カタカナのデータを漢字で登録して全ATM停止、担当者が誤って電算センターの電源切断したための全ATM停止。これらはルールが整備された上での担当者の人為的かつ初歩的ミスと断定してもいいのでしょうか?
担当者のミスを誘発するルールになってはいなかったか、そういった視点から見る必要があります。
・ルールは守れる、覚えておけるものでなくてはいけない
・ルールが守られなかったことを検出する仕組みと、守られない原因を検討して改善する仕組みが必要
そして重要なのは、たとえこれらを整えたとしても、ヒューマンエラーはゼロにはならないということです。
Q:仕事上、決められたルールがあるのに、それを行わず間違えてしまった場合、どうすればルール通りに実行・守れると思いますか?
A①:マニュアルをしっかり教育するしかない。
A②:マニュアルを現実の作業に沿ったものとする。
A③:作業標準書の内容を守らずにミスや怪我が起きた場合、社員でも関連会社の社員でも厳しく指導。
A④:教育の繰り返しによってミスや事故ゼロを組織全体で目指す。
A①A②のためには、机上の空論で無い様に、定期的なマニュアルの見直しが必要となってきます。
A①~④どれも大切で正解であるといえます。とはいえ、それでもミスは起こってしまうのです。
規則やルールとは
ビジネスであれスポーツであれ、また小さなことでも大きなことでもルールを守る事は大切です。
そもそも何の為にルールは存在するのでしょうか。
・更なる効率性、安全性のアップ
・権利等のルールの存在が多くの人に「益」をもたらす
“ルールだから守らなくてはならない”という安易な発想は危険で、変化も進歩もなくなってしまいます。時代とともに人を取り巻く環境は変化し、ルールも法律も変わっていくものです。

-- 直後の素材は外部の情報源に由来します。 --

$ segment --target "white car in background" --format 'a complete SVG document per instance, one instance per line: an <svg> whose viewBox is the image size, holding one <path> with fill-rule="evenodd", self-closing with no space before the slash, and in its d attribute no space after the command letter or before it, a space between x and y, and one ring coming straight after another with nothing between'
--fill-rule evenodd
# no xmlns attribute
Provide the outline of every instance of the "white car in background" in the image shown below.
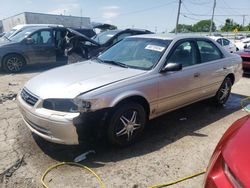
<svg viewBox="0 0 250 188"><path fill-rule="evenodd" d="M223 46L230 53L234 53L238 51L236 45L224 37L216 37L216 36L209 36L209 37L215 40L216 42L218 42L221 46Z"/></svg>
<svg viewBox="0 0 250 188"><path fill-rule="evenodd" d="M250 46L250 38L242 39L241 41L236 42L235 45L238 48L238 50L244 50L244 48Z"/></svg>

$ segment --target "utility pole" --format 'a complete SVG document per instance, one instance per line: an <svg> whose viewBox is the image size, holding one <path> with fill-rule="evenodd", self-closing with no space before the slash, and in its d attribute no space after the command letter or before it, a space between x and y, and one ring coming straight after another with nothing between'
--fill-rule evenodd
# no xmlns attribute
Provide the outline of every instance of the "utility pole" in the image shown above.
<svg viewBox="0 0 250 188"><path fill-rule="evenodd" d="M246 17L246 15L242 15L242 17L243 17L242 26L244 27L245 26L245 17Z"/></svg>
<svg viewBox="0 0 250 188"><path fill-rule="evenodd" d="M175 26L175 34L178 33L177 28L179 24L180 10L181 10L181 0L179 0L179 6L178 6L178 12L177 12L177 18L176 18L176 26Z"/></svg>
<svg viewBox="0 0 250 188"><path fill-rule="evenodd" d="M80 10L80 14L81 14L81 23L80 23L80 28L82 28L82 8L81 8L81 10Z"/></svg>
<svg viewBox="0 0 250 188"><path fill-rule="evenodd" d="M211 33L212 33L212 29L213 29L213 22L214 22L214 10L215 10L215 6L216 6L216 0L214 0L213 14L212 14L211 23L210 23L209 35L211 35Z"/></svg>

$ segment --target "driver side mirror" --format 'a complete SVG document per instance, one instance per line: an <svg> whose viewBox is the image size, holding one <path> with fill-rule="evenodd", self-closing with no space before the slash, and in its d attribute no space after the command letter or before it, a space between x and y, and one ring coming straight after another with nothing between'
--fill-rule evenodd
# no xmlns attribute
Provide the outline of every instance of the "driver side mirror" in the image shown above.
<svg viewBox="0 0 250 188"><path fill-rule="evenodd" d="M161 70L161 73L169 71L180 71L182 69L182 64L180 63L167 63L165 67Z"/></svg>
<svg viewBox="0 0 250 188"><path fill-rule="evenodd" d="M33 43L34 43L34 41L33 41L32 38L26 38L25 39L25 44L33 44Z"/></svg>

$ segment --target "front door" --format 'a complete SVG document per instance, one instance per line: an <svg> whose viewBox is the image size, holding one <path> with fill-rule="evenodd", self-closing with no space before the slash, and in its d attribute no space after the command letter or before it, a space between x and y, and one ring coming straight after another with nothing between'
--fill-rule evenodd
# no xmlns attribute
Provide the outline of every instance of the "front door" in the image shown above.
<svg viewBox="0 0 250 188"><path fill-rule="evenodd" d="M183 69L160 73L158 92L158 114L173 110L197 100L200 96L200 74L197 72L197 47L195 41L176 43L167 63L180 63Z"/></svg>

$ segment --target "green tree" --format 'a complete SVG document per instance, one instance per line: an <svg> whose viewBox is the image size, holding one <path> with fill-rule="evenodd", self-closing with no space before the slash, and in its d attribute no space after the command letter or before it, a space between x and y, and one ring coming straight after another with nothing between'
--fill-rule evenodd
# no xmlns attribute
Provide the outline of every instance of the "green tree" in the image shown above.
<svg viewBox="0 0 250 188"><path fill-rule="evenodd" d="M177 26L178 33L190 33L193 32L193 26L187 24L178 24ZM175 29L173 29L170 33L174 33Z"/></svg>
<svg viewBox="0 0 250 188"><path fill-rule="evenodd" d="M210 23L211 23L211 20L201 20L197 22L196 24L194 24L193 31L194 32L209 32ZM216 31L216 26L214 22L212 25L212 31Z"/></svg>
<svg viewBox="0 0 250 188"><path fill-rule="evenodd" d="M227 18L225 20L225 24L222 26L221 31L234 31L237 29L238 31L249 31L250 28L248 27L249 25L243 27L242 25L236 23L233 21L233 19Z"/></svg>

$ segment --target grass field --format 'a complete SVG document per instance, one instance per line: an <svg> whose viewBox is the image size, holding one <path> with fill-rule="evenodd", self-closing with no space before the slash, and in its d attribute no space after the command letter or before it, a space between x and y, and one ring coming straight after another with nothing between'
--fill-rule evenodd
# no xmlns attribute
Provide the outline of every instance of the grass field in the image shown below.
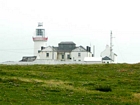
<svg viewBox="0 0 140 105"><path fill-rule="evenodd" d="M140 105L140 64L0 65L0 105Z"/></svg>

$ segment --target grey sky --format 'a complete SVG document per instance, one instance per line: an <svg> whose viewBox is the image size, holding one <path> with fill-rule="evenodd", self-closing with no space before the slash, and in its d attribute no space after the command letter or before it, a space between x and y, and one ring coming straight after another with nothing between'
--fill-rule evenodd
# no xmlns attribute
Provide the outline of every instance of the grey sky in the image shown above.
<svg viewBox="0 0 140 105"><path fill-rule="evenodd" d="M113 36L118 62L140 61L139 0L0 0L0 62L33 55L32 36L43 22L47 45L95 45L96 57Z"/></svg>

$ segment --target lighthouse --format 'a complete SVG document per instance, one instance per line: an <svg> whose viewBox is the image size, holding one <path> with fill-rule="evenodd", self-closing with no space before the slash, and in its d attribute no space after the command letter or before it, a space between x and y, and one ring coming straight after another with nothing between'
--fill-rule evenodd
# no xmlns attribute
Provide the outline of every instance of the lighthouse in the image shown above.
<svg viewBox="0 0 140 105"><path fill-rule="evenodd" d="M35 30L35 36L33 37L34 41L34 56L37 56L39 59L39 51L41 47L46 47L46 42L48 37L45 37L45 28L43 27L43 23L39 22L38 27Z"/></svg>

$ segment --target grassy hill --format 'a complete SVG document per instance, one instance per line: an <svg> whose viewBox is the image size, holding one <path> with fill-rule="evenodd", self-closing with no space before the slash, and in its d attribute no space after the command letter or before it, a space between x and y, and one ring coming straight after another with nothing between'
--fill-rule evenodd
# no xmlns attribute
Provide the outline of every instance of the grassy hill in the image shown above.
<svg viewBox="0 0 140 105"><path fill-rule="evenodd" d="M0 105L140 105L140 64L0 65Z"/></svg>

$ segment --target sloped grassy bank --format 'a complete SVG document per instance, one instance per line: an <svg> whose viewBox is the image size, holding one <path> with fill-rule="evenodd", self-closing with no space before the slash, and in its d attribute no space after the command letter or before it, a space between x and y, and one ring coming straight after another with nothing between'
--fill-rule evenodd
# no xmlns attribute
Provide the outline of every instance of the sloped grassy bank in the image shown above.
<svg viewBox="0 0 140 105"><path fill-rule="evenodd" d="M140 64L0 65L1 105L139 105Z"/></svg>

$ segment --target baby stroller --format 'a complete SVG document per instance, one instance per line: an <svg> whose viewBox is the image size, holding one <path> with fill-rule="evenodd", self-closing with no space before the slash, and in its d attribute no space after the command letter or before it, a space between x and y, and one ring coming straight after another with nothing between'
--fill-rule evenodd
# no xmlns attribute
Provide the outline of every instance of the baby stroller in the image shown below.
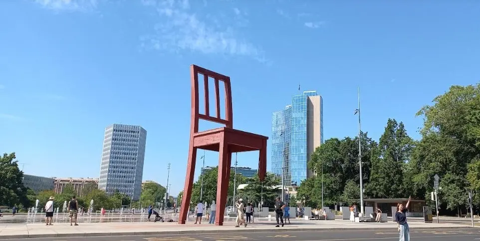
<svg viewBox="0 0 480 241"><path fill-rule="evenodd" d="M157 213L157 211L153 210L152 212L152 214L155 216L155 220L153 221L154 222L161 222L162 223L163 223L164 222L163 220L163 218L160 217L160 215L158 214L158 213Z"/></svg>

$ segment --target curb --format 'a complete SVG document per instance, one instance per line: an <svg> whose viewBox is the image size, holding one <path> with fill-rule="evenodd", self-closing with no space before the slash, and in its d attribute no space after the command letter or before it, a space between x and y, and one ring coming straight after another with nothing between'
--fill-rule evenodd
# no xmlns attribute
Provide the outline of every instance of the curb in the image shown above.
<svg viewBox="0 0 480 241"><path fill-rule="evenodd" d="M435 227L420 227L416 228L415 230L425 230L435 229ZM465 227L438 227L443 229L478 229L478 227L472 228L466 226ZM131 236L143 235L184 235L184 234L225 234L229 233L269 233L289 232L303 232L303 231L348 231L353 230L386 230L396 231L396 228L305 228L294 229L239 229L236 230L185 230L180 231L159 231L159 232L114 232L114 233L84 233L76 234L38 234L38 235L0 235L0 239L35 239L39 238L72 238L72 237L93 237L105 236Z"/></svg>

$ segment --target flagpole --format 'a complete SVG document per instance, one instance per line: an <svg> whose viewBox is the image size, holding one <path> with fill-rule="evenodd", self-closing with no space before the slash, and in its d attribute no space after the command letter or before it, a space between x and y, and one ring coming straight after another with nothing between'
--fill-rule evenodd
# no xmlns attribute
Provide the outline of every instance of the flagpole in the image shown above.
<svg viewBox="0 0 480 241"><path fill-rule="evenodd" d="M358 163L360 167L360 212L362 215L364 215L363 206L363 176L362 174L362 142L361 134L362 128L360 125L360 87L358 87Z"/></svg>

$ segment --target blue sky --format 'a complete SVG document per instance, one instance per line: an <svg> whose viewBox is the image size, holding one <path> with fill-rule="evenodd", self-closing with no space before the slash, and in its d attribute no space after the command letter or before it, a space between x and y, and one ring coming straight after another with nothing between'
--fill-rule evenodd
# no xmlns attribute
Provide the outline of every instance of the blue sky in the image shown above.
<svg viewBox="0 0 480 241"><path fill-rule="evenodd" d="M480 80L479 11L474 0L2 0L0 151L27 174L97 177L105 127L140 125L144 180L165 184L170 162L178 193L192 64L231 76L236 129L270 135L271 112L299 84L323 97L325 139L354 136L359 87L364 131L378 139L394 118L418 139L417 111Z"/></svg>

サッカーには「ボールを直接手で触らない」というルールがあります。
これを破るとどうなるでしょうか。
⇒相手チームのフリーキックというペナルティ(罰則)となります。
競技、とりわけスポーツのルールは、極めて厳密で厳格です。
「初期の競技の大半は賭けのために行われていた」そうです。そのためルールが発達し、審判という制度も出来あがってきたとのこと。スポーツのルールの起源は、まさに勝負の世界、賭け者の生死、競技者の生死にも関わっていました。そのため、スポーツのルールは、拘束性を伴い、破れば、ペナルティという忌避できない罰則があるのです。
「国のルール」とは、法律です。
例えば、
刑法 第204条「人の身体を傷害した者は、15年以下の懲役又は50万円以下の罰金に処する。」
極めて具体的な行為と罰則が示されています。
法律がなければ、国は崩壊します。政府は、その国の大多数の人々の幸せを保証するために法律を作りました。国民は、法律に沿って自分の行動を決めます。または、自分(あるいは他人)の行動の正誤は法律によって判断しています。
規則やルールを守らせるには
まず捉えておかなくてはならないのは「ルールの意義」です。
- ルールは、集団の全員のためにある
- ルールは、集団の知恵と経験と労力を掛けてつくられている
- 集団に参加しているものは、ルールを守らなければならない
- ルールを守らなければ、ペナルティを課せられる
また、ルールには流動性があり変化するものです。変わらないことは不健全です。
過去を振り返ってみれば、日本刀を持ち歩いても良かった時代がありました。喫煙に関しても、どこで吸っても良い時代がありました。これらの状況で虐げられている人達が存在したことにより、ルールが変わっていったのです。
ルール違反の放置
落書きの放置は殺人事件に発展させます。ゆるみの放置は組織をマヒさせます。
ニューヨーク市の地下鉄でも、かつて車体に落書きをするのが流行った時期がありました。イタズラだからと放置していたところ、治安がどんどん悪化し、ついには殺人事件が多発したのです。 このため警察や司法当局が協力し落書きを追放し、治安が回復したのは有名な話です。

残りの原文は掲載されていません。